Più o meno zero anche l'approfondimento su Mediaset, adesso, tranne "Terra!" (creato, appunto, da Mentana) "Non è stato fatto nulla né sul referendum né sulle regionali, l'ho notato e l'ho fatto notare, non ci si può ritrarre fino a questo punto".

C'era Maurizio Costanzo, ci sarà Enrico Mentana. "Costanzo è stato il vero sdoganatore dei temi forti sulla tivù commerciale: un ruolo storico che non gli toglierà mai nessuno, tutti gli altri sono venuti dopo. Poteva parlare di diete, di corna, di mafia, di riforme istituzionali, come adesso fa Vespa.
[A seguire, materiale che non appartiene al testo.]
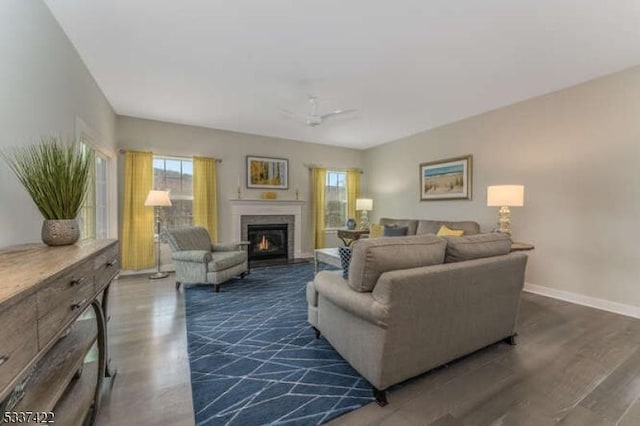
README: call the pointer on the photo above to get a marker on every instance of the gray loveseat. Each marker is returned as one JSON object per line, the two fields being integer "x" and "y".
{"x": 413, "y": 303}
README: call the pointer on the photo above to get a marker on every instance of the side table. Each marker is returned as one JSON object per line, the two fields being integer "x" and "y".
{"x": 348, "y": 236}
{"x": 330, "y": 256}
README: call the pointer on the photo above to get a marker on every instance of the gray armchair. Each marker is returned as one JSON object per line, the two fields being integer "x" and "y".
{"x": 197, "y": 260}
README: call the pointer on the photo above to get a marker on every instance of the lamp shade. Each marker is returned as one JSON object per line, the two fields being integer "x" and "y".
{"x": 364, "y": 204}
{"x": 157, "y": 199}
{"x": 505, "y": 195}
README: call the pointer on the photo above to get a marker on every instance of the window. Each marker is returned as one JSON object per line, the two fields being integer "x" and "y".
{"x": 176, "y": 176}
{"x": 94, "y": 216}
{"x": 335, "y": 199}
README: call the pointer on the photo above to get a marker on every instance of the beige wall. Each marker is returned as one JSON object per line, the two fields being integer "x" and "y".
{"x": 44, "y": 88}
{"x": 174, "y": 139}
{"x": 577, "y": 151}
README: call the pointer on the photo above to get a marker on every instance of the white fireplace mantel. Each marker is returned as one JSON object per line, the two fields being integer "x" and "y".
{"x": 241, "y": 208}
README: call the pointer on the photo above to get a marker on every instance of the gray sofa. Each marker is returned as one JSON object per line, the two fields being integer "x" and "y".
{"x": 197, "y": 260}
{"x": 420, "y": 227}
{"x": 413, "y": 303}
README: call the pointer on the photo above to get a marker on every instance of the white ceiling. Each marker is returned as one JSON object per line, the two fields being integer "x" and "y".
{"x": 406, "y": 65}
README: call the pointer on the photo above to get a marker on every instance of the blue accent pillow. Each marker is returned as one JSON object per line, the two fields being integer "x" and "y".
{"x": 345, "y": 260}
{"x": 395, "y": 231}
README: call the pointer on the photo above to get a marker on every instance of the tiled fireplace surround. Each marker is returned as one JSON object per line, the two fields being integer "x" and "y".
{"x": 254, "y": 212}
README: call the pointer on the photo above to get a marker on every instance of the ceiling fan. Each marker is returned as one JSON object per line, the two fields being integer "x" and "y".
{"x": 314, "y": 119}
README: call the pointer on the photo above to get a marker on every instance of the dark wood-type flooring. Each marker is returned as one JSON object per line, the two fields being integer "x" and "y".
{"x": 573, "y": 365}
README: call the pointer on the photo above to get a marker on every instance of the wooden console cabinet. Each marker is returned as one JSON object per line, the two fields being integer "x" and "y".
{"x": 47, "y": 330}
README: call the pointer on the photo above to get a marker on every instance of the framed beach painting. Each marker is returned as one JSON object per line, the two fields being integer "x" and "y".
{"x": 267, "y": 172}
{"x": 448, "y": 179}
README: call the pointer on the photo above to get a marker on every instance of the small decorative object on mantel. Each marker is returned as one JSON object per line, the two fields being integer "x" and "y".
{"x": 56, "y": 174}
{"x": 267, "y": 173}
{"x": 448, "y": 179}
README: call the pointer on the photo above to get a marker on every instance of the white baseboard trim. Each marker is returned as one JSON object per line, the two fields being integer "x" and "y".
{"x": 580, "y": 299}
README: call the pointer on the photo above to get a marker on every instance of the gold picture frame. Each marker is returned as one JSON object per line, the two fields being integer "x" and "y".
{"x": 448, "y": 179}
{"x": 267, "y": 172}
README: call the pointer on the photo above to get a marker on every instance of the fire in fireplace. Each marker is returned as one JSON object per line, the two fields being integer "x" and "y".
{"x": 268, "y": 241}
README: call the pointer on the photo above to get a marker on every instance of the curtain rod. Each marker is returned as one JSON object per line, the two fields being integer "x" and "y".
{"x": 340, "y": 169}
{"x": 218, "y": 160}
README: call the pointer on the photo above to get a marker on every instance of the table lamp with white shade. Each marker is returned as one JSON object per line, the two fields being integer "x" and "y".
{"x": 158, "y": 199}
{"x": 364, "y": 205}
{"x": 505, "y": 196}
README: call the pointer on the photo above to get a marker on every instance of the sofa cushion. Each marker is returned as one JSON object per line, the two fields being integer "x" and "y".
{"x": 477, "y": 246}
{"x": 395, "y": 231}
{"x": 411, "y": 224}
{"x": 432, "y": 226}
{"x": 371, "y": 257}
{"x": 222, "y": 260}
{"x": 444, "y": 231}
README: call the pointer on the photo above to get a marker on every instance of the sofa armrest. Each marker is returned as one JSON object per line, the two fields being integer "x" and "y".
{"x": 225, "y": 247}
{"x": 195, "y": 256}
{"x": 335, "y": 289}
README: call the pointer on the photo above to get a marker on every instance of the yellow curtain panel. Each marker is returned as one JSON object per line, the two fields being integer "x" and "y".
{"x": 353, "y": 192}
{"x": 318, "y": 180}
{"x": 205, "y": 199}
{"x": 137, "y": 224}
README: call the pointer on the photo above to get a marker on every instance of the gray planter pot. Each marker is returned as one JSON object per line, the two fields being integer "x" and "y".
{"x": 61, "y": 232}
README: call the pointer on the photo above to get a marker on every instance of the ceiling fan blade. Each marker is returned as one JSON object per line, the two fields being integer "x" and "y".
{"x": 293, "y": 115}
{"x": 337, "y": 112}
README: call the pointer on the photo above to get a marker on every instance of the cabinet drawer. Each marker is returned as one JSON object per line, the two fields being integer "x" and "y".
{"x": 106, "y": 266}
{"x": 77, "y": 283}
{"x": 18, "y": 339}
{"x": 63, "y": 313}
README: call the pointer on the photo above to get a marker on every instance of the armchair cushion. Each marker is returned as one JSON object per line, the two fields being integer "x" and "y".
{"x": 225, "y": 247}
{"x": 371, "y": 257}
{"x": 226, "y": 259}
{"x": 197, "y": 256}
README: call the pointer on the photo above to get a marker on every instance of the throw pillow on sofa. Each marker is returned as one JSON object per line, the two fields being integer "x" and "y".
{"x": 345, "y": 260}
{"x": 375, "y": 230}
{"x": 445, "y": 231}
{"x": 395, "y": 231}
{"x": 372, "y": 257}
{"x": 476, "y": 246}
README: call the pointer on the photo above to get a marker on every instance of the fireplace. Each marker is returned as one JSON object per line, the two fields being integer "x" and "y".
{"x": 268, "y": 241}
Ed è passato più mondo attraverso il Costanzo Show che in tutte le altre trasmissioni. Ora però dall'intoccabilità assoluta si è saltati al dileggio gratuito, è insensato: prima nessuno parlava male di Enzo Biagi, di Maurizio Costanzo, di Piero Angela, di Antonio Ricci. Chi è stato fin troppo conformista come sempre adesso fa il classico antifascista del 25 aprile, ma la televisione è passata attraverso queste cose, senza le quali sarebbe molto più povera".
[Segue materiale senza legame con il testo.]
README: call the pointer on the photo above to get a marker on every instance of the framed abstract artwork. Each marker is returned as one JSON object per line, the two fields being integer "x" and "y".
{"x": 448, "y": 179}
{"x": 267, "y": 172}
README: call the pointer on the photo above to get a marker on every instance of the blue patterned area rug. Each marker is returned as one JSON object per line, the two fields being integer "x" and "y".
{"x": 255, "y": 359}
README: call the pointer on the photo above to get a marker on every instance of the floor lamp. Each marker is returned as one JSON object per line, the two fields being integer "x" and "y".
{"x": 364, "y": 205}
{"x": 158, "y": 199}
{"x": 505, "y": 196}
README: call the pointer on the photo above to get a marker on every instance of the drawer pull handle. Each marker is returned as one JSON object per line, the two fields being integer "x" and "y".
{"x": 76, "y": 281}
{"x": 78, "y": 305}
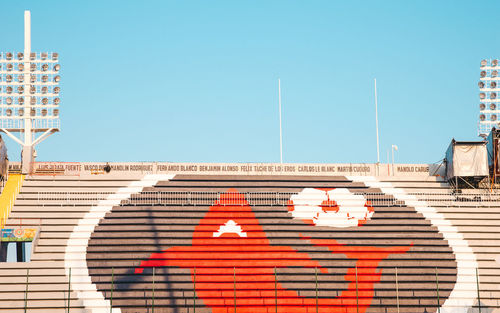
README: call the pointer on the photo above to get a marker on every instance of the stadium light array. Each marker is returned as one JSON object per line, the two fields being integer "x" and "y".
{"x": 489, "y": 97}
{"x": 29, "y": 95}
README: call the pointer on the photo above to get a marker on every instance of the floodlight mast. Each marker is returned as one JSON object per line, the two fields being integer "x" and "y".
{"x": 37, "y": 109}
{"x": 27, "y": 153}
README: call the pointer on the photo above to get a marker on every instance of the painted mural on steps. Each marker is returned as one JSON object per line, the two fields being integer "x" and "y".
{"x": 317, "y": 254}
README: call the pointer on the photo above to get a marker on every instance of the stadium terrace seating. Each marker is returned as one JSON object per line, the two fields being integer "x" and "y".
{"x": 220, "y": 243}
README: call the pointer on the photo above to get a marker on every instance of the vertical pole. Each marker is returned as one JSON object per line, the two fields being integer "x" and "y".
{"x": 281, "y": 131}
{"x": 112, "y": 287}
{"x": 194, "y": 290}
{"x": 392, "y": 149}
{"x": 26, "y": 291}
{"x": 478, "y": 295}
{"x": 437, "y": 292}
{"x": 316, "y": 275}
{"x": 388, "y": 160}
{"x": 69, "y": 289}
{"x": 397, "y": 290}
{"x": 376, "y": 122}
{"x": 234, "y": 285}
{"x": 27, "y": 153}
{"x": 153, "y": 293}
{"x": 357, "y": 297}
{"x": 275, "y": 290}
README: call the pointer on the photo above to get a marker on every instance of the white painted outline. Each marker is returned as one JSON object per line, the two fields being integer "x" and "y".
{"x": 460, "y": 299}
{"x": 76, "y": 248}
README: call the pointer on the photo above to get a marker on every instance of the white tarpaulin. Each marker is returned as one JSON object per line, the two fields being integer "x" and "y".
{"x": 466, "y": 159}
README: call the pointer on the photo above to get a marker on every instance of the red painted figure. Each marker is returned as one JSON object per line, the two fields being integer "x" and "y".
{"x": 231, "y": 251}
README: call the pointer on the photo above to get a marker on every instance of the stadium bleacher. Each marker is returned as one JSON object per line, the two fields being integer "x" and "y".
{"x": 253, "y": 243}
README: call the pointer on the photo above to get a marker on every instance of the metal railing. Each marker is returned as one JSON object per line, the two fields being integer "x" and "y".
{"x": 264, "y": 198}
{"x": 71, "y": 197}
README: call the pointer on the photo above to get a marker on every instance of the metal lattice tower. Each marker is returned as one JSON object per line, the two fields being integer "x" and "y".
{"x": 29, "y": 96}
{"x": 489, "y": 88}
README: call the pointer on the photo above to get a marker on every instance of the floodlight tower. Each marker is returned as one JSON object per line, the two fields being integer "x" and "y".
{"x": 488, "y": 95}
{"x": 29, "y": 96}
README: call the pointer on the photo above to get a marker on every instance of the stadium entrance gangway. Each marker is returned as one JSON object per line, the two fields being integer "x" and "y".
{"x": 254, "y": 198}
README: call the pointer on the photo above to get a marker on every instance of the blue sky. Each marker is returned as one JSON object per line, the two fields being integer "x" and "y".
{"x": 196, "y": 81}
E gli altri, come sono i rivali? "Riescono a piacermi sia Gianni Minoli sia Milena Gabanelli, molto distanti tra loro, ma è vero che è stato Minoli a scoprire la Gabanelli". "E non si può negare che ci siano delle puntate di Porta a Porta particolarmente ben fatte". Quali? "Beh, le tasse, la sfera politica". Giovanni Floris? "E' un esempio molto forte di samarcandismo di seconda generazione, apparentemente più freddo di com'era il prototipo, Santoro: dà ulteriormente calore proprio perché non è un infiammatore".
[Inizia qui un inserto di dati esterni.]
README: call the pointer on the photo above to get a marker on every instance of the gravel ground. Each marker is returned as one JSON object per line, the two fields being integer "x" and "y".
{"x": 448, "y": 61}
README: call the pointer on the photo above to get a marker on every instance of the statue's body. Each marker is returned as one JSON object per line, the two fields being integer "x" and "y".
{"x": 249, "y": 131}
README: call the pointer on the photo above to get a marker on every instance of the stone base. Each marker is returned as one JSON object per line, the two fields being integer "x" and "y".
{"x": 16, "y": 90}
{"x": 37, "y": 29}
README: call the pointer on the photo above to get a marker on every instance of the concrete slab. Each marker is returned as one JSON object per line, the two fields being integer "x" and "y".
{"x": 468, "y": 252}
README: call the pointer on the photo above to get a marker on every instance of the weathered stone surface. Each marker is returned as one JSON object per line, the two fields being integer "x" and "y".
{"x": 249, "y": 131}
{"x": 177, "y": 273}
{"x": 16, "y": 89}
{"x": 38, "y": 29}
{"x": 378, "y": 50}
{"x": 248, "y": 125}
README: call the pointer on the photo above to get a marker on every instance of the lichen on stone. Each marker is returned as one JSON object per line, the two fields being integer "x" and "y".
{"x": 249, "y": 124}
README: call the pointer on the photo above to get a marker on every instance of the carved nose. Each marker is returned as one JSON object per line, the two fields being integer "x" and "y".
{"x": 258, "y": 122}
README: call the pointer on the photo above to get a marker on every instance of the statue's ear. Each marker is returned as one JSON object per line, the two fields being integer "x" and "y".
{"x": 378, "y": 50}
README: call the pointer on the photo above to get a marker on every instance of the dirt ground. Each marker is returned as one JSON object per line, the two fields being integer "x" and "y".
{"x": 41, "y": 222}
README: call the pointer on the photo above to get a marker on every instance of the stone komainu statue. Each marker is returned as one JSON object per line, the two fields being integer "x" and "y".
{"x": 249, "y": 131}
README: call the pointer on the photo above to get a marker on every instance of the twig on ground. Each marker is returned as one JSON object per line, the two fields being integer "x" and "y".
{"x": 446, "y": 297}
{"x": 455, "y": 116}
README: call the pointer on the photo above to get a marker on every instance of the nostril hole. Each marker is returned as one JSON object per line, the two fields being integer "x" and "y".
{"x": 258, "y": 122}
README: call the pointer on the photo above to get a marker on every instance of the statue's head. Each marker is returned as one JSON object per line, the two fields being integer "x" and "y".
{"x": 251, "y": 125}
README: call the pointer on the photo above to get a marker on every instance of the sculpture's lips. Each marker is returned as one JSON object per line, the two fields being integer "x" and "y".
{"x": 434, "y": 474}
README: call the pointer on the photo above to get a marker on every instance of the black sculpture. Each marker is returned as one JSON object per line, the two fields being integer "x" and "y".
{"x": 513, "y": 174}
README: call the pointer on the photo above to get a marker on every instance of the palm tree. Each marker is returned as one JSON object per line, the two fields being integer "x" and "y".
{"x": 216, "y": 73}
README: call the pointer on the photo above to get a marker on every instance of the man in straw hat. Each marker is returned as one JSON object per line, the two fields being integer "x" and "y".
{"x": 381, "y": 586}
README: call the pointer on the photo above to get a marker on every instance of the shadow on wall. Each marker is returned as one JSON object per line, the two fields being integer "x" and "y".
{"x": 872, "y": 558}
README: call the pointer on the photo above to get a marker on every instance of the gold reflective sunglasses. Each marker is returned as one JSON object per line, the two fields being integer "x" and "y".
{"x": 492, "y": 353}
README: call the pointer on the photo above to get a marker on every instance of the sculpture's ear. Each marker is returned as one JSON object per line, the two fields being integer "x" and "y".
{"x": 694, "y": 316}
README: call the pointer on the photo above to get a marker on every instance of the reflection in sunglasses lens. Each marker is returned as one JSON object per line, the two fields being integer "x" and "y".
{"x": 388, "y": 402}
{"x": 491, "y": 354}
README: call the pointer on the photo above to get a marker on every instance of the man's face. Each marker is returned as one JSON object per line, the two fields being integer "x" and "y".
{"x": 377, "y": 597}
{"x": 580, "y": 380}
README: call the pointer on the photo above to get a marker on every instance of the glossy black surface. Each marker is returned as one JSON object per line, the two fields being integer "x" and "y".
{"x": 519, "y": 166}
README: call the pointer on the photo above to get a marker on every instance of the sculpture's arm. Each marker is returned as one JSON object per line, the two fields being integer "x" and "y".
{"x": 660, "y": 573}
Gad Lerner? "Lasciamo perdere il Lerner di adesso, che si è scelto una strada di tutto riposo, iniziatica: ma il Lerner di 'Profondo nord' è stato sicuramente l'innovazione più forte dell'inizio degli anni Novanta". Il fatto è, dice Mentana, che "l'importante è andare in onda, lo dimostrano tutti, compreso Marzullo: Samarcanda ebbe bisogno di tre edizioni prima di diventare un punto di riferimento". E per continuare a stare in onda "bisogna o avere già un pubblico, essere molto marchiati, o essere molto aperti".

Lui è molto aperto e comincerà in autunno, dice che sarà "indipendente, equidistante ma non equivicino: un programma così dovrà spiazzare e fare cambiare gli altri, però calma: non sono né mitomane né mosca cocchiera".